[216] Contra hæc Persæ objecerunt instructas cataphractorum equitum turmas sic confertas, ut laminis coaptati corporum flexus splendore præstringerent occursantes obtutus, operimentis scorteis equorum multitudine omni defensa. Amm. Marc. l. 24, c. 6.—S.-M.
[217] L'infanterie persane, défendue par des boucliers oblongs et creux, tissus d'osier et recouverts de cuir crud, combattait en bataillons serrés. Quorum in subsidiis manipuli locati sunt peditum, contecti scutis oblongis et curvis, quæ texta vimine et coriis crudis gestantes, densiùs se commovebant. Amm. Marc. l. 24, c. 6. On voit par là que les Persans à cette époque avaient acquis une certaine habileté dans l'art de la guerre, et on n'est pas étonné des avantages qu'ils obtinrent souvent sur les Romains, et de la résistance qu'ils leur opposèrent presque toujours avec succès.—S.-M.
[218] Amm. Marcellin parle, l. 24, c. 6, des éléphants comme de collines mouvantes, qui par leur masse répandaient partout la terreur. Post hos elephanti gradientium collium specie, motuque immanium corporum propinquantibus exitium intentabant. Libanius est plus exagéré encore: les éléphants auraient pu, selon lui, fouler aux pieds les légions romaines, comme des épis de blé. Καὶ μεγέθεσιν ἐλεφάντων, οἷς ἷσον ἔργον δι' ἀσταχύων ἐλθεῖν καὶ φάλαγγος. (Or. 10, t. 2, p. 320.)—S.-M.

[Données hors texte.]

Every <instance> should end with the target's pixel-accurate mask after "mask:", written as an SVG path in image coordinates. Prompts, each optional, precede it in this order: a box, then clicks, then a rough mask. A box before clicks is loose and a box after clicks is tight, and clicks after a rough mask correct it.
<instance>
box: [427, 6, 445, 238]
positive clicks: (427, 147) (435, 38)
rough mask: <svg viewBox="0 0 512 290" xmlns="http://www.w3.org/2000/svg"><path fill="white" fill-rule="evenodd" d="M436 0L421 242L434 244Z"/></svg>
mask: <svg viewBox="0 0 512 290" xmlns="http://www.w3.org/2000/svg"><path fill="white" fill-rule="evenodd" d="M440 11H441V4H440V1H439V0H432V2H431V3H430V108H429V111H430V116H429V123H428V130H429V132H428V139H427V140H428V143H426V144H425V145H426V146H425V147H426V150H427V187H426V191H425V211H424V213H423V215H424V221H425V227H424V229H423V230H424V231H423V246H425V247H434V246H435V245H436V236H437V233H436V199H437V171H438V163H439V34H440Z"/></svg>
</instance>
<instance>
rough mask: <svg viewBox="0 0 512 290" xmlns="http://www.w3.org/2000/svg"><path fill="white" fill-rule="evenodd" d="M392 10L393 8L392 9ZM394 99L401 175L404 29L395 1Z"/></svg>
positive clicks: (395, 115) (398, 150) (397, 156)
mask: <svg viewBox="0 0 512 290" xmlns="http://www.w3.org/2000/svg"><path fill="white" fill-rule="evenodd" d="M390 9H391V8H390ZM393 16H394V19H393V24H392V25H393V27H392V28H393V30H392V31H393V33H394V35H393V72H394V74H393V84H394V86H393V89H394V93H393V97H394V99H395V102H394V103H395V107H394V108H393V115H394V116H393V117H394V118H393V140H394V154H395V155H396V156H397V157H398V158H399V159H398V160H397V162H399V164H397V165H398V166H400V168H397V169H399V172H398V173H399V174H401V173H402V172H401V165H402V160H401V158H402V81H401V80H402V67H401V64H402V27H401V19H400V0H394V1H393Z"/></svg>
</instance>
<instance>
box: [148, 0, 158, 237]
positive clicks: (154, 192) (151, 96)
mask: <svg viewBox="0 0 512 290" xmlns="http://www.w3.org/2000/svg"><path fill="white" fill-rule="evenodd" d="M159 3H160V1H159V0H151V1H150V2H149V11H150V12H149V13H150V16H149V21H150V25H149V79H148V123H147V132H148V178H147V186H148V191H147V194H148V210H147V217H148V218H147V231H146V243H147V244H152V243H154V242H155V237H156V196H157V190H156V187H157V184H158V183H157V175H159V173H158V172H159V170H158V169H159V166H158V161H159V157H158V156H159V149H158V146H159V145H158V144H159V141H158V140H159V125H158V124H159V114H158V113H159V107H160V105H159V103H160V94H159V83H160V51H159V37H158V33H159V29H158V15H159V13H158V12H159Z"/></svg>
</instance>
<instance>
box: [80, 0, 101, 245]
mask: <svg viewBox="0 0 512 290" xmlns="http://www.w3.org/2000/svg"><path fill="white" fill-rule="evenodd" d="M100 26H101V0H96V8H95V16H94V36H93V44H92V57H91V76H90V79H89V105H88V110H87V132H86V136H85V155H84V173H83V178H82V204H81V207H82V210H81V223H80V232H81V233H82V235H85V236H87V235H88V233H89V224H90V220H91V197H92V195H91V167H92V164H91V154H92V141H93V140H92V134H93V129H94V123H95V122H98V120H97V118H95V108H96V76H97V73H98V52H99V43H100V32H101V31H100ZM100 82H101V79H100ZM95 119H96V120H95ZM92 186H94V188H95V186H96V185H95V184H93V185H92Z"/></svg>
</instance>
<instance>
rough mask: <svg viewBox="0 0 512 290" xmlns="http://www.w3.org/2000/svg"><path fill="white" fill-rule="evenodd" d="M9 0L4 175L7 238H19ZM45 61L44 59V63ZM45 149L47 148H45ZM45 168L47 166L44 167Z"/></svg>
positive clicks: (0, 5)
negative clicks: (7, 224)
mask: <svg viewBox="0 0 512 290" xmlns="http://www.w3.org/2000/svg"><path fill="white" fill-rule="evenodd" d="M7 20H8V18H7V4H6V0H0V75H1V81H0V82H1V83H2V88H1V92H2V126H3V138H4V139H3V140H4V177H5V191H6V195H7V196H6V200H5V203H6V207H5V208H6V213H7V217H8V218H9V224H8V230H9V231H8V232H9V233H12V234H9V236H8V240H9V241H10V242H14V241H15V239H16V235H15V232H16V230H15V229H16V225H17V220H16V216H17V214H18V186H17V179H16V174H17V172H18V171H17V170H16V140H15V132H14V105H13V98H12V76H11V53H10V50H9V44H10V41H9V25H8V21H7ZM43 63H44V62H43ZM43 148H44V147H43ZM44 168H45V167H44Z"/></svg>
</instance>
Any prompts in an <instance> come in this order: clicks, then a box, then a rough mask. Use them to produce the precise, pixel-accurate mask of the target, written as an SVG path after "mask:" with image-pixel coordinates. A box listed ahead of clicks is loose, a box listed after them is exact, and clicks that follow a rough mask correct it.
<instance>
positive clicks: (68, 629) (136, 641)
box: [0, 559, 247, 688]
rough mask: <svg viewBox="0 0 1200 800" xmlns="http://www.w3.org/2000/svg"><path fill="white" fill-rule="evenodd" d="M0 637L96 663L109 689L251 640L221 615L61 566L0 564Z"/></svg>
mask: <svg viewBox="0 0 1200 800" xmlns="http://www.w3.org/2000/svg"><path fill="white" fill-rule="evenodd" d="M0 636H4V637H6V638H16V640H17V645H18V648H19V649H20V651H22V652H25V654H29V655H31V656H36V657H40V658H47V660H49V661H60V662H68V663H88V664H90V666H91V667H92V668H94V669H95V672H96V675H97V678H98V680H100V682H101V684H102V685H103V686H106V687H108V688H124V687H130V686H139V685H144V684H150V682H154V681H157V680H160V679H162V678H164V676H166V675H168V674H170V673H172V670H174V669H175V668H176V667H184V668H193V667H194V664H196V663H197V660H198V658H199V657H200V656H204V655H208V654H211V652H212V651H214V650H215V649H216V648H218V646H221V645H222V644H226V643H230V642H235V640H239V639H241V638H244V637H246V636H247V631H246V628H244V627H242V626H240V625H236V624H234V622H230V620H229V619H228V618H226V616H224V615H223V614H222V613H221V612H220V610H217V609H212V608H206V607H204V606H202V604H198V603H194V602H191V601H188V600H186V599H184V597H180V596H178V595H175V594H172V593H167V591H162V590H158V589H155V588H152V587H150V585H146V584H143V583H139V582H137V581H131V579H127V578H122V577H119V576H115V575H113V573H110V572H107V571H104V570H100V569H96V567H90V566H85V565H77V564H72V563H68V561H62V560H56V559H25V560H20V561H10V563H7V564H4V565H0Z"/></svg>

[219] Dans quelques manuscrits d'Ammien Marcellin ce général est appelé Tigrane, nom plus commun; mais Zosime (l. 3, c. 25) le nomme Pigraxès, et il ajoute que par sa naissance et par sa dignité, il l'emportait sur tous les autres après le roi de Perse. Πιγράξης, γένει καὶ ἀξιώσει προέχων ἁπάντων μετὰ τὸν σφῶν βασιλέα. Il place Suréna après lui; ce passage est très-propre à confirmer ce que j'ai dit p. 79, note 2, liv. XIV, § 15, au sujet de ce dernier général, pour faire considérer son nom, plutôt comme un nom propre, que comme un titre.—S.-M.
[220] Quelques manuscrits lui donnent le nom de Nartéus; il est appelé Anarréus ou Anaréus, Ἀνάρεος, par Zosime, l. 3, c. 25.—S.-M.
[221] Selon la disposition d'Homère, secundùm Homericam dispositionem, dit Ammien, l. 24, c. 6; il paraît que Julien, grand admirateur d'Homère, avait pris dans ce poète l'idée d'un pareil ordre, attribué à Nestor, comme on peut le voir par ces vers de l'Iliade, l. 4, v. 297:
Ἱππῆας μὲν πρῶτα σὺν ἵπποισιν καὶ ὄχεσφι,
Πεζοὺς δ' ἐξόπιθεν στῆσεν πολέας τε καὶ ἐσθλούς,
Ἕρκος ἔμεν πολέμοιο· κακοὺς δ' ἐς μέσσον ἔλασσεν.
«Il place d'abord les cavaliers avec leurs chevaux et leurs chars; aux derniers rangs, sont les nombreux et braves fantassins, défense des armées, et au milieu sont les guerriers timides, etc.»—S.-M.